Mechanism of Action of Amphotericin B at the Cellular Level. Its Modulation by Delivery Systems

Abstract

Amphotericin B (AmB) is the drug of choice for the treatment of systemic fungal infections, but its use is hampered by its severe side-effects. A better understanding of its mechanisms of action is needed to develop new AmB formulations with an optimal selectivity between fungal and mammalian cells. Interactions between AmB and cells depend on the concentration of the drug. Stimulatory effects, modulation of the activity of immunocompetent cells and inhibition of yeast adherence are early events that precede the actual cellular toxicity. If membrane permeability alterations are considered to be the first toxic step, cell death results not only from osmotic imbalances, but also from additional mechanisms, such as lipid peroxidation, inhibition of membrane enzymes and blockade of endocytosis.
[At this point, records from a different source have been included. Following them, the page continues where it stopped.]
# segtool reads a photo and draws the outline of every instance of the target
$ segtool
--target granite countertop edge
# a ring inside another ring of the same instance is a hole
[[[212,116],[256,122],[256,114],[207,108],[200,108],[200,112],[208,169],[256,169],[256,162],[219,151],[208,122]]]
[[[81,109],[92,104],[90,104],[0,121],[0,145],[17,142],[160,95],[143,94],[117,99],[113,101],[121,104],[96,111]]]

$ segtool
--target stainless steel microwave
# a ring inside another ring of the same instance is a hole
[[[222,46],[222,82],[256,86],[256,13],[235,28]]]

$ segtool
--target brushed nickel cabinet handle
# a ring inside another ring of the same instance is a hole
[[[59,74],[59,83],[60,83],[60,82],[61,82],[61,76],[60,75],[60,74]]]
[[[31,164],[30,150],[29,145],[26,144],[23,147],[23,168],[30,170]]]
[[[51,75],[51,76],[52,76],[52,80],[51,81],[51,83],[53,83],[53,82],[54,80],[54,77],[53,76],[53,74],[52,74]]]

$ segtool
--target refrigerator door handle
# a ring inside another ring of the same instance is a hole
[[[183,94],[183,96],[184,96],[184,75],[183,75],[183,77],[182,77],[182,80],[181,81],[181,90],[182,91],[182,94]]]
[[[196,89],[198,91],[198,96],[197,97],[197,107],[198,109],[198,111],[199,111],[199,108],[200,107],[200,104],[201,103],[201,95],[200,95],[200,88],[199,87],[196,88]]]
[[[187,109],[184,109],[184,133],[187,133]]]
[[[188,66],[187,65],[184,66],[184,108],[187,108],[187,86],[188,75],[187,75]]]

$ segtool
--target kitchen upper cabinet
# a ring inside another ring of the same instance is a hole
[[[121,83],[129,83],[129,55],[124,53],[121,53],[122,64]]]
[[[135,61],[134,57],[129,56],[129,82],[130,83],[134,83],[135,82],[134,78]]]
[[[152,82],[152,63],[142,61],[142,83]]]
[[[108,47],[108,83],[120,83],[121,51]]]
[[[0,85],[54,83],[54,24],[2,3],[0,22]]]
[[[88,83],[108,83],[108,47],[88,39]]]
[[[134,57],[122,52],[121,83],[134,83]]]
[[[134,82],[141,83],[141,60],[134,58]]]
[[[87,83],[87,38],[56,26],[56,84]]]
The selectivity between fungal and mammalian cells takes its origin from the difference in the nature of the membrane sterol: ergosterol in fungi, cholesterol in mammalian cells. Transmembrane pores result from different mechanisms according to the sterol: ergosterol-AmB complexes are formed from monomelic AmB in solution, which is the only form present in aqueous medium at low AmB concentrations, whereas pores in the cholesterol containing membrane result from the adsorption onto the membrane surface of aqueous self-associated AmB, that appears in medium when AmB concentration increases. The liposomes seem to sequester AmB in a manner which makes it unavailable for mammalian cells, but maintains its access to fungal cells. The transfer of AmB by progressive diffusion of free AmB through the aqueous phase could explain the enhancement of the therapeutic index of the drug by liposomes, since the induction of pore formation needs a higher threshold of drug for host cell than for fungal cell membranes. The closed structure of the vehicle is not required to enhance the selectivity of the drug: esters of sucrose or high concentration of sodium deoxycholate afford a protective effect as well. Macrophages, after phagocytosis of liposomal AmB, may be considered as a reservoir of AmB, from which the drug is progressively released. Finally, the strong binding of AmB to the delivery system reduces the amount of drug bound to serum components and thus the endocytosis of AmB through the LDL receptor, resulting in lower toxicity.